I was reflecting, as other members were speaking, that as an MP, if somebody had rung your office and said they wanted to talk to you about mobile phone coverage, nine times out of 10 it would have been to complain about the proposed siting of a mobile phone tower. I well remember when I chaired the infrastructure committee of this House and we looked at the legislation that covers those sorts of issues, because there was a great push to clamp down on and narrow the sorts of places that mobile phone towers could be located. You are always dealing with these competing problems: on the one hand, people complain they cannot get mobile phone coverage; on the other, nobody wants mobile phone towers. It has been a vexed problem for members of parliament at all levels, including our local government colleagues, for quite a long time. It is interesting that that has changed in more recent years as people become far more reliant on their mobile phone technology and their mobile broadband technology, which nowadays happens to be in the one device often, and more tolerant of the need to put infrastructure in place in order to get the sort of coverage they expect.

A couple of years ago I had a number of organisations come to me from the little town of Bundeena. If you are not familiar with it, it is right on the headland with the sea on one side and the mouth of the river on the other, and it is surrounded by the Royal National Park. It is a beautiful spot but it is really difficult to get mobile phone coverage. Organisations like the local Rural Fire Service, who have to provide services into the Royal National Park, were having real concerns. City based people would come down to have a lovely day and do a walk through the park and so forth. In emergency situations very often people were out of mobile phone range. People are quite complacent; they tend to presume that they can get mobile phone coverage pretty much everywhere these days, and they can be quite put out when those sorts of situations arise.

So the Rural Fire Service and the Bundeena Progress Association have been talking to me for quite a while about their problems. We got some of the carriers to come out and have a look at what they might be able to offer. The problem is that the geography, which makes it such a beautiful place, also limits the population size. It is difficult to get a competitive business argument up for better coverage.

It will not surprise anybody that I have put that on my list to Minister Turnbull as a site I would like to see this blackspot program go to. I am shamelessly using the opportunity of this motion put before us by the member for Indi to publicly lobby the minister to look kindly upon our application.

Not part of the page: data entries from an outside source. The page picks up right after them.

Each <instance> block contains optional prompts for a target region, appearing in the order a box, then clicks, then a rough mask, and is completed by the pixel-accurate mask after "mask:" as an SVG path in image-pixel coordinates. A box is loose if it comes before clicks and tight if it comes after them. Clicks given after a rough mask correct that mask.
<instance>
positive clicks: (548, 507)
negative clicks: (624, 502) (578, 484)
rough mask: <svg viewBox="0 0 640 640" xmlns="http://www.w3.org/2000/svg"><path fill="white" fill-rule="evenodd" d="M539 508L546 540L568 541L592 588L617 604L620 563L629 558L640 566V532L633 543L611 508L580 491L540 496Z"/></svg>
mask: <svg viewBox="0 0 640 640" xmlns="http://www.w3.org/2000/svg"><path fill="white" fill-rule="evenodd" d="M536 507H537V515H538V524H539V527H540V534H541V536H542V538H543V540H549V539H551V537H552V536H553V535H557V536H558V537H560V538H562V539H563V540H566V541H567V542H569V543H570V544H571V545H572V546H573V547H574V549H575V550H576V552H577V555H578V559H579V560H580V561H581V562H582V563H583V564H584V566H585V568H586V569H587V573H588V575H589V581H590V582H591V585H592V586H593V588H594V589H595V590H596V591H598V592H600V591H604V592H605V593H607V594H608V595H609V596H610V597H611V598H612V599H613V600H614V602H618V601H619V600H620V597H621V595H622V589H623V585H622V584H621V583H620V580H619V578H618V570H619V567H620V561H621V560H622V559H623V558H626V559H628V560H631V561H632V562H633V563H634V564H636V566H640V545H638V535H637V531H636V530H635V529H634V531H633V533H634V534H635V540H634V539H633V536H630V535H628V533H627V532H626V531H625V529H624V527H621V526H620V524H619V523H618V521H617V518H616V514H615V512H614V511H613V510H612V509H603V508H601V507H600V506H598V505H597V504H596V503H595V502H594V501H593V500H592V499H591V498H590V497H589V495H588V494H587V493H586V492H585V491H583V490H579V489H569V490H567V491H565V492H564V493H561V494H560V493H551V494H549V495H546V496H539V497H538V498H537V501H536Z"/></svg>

The other thing I want to touch on in the bit of time left to me—the shadow minister is doing a fabulous job in this space by inspiring understanding of the sector—is, as the previous speaker mentioned, the fact that private providers will often say to you, 'We've got this 90, 95 or 99 per cent coverage.' They are talking about people not place. That, by its very nature, ignores the fact that you are talking about mobile technology. People are mobile, so they are often moving into places that the footprint does not cover.

The other two things that the member for Throsby and I have asked the minister to look at are the transport links—the road links coming into the Illawarra and the train line. A number of people who commute for work want to use their mobile devices to have conversations and access their broadband. Those transport corridors—road and rail—are significantly important. So I hope my plea is heard. It is a genuine one. As a large commuter corridor, this area has many people from Sydney moving down. They are often quite horrified when they discover that our topography means that the coverage is not great. I think it is an important aspect of modern life and I am happy to put the plea in on behalf of my constituents.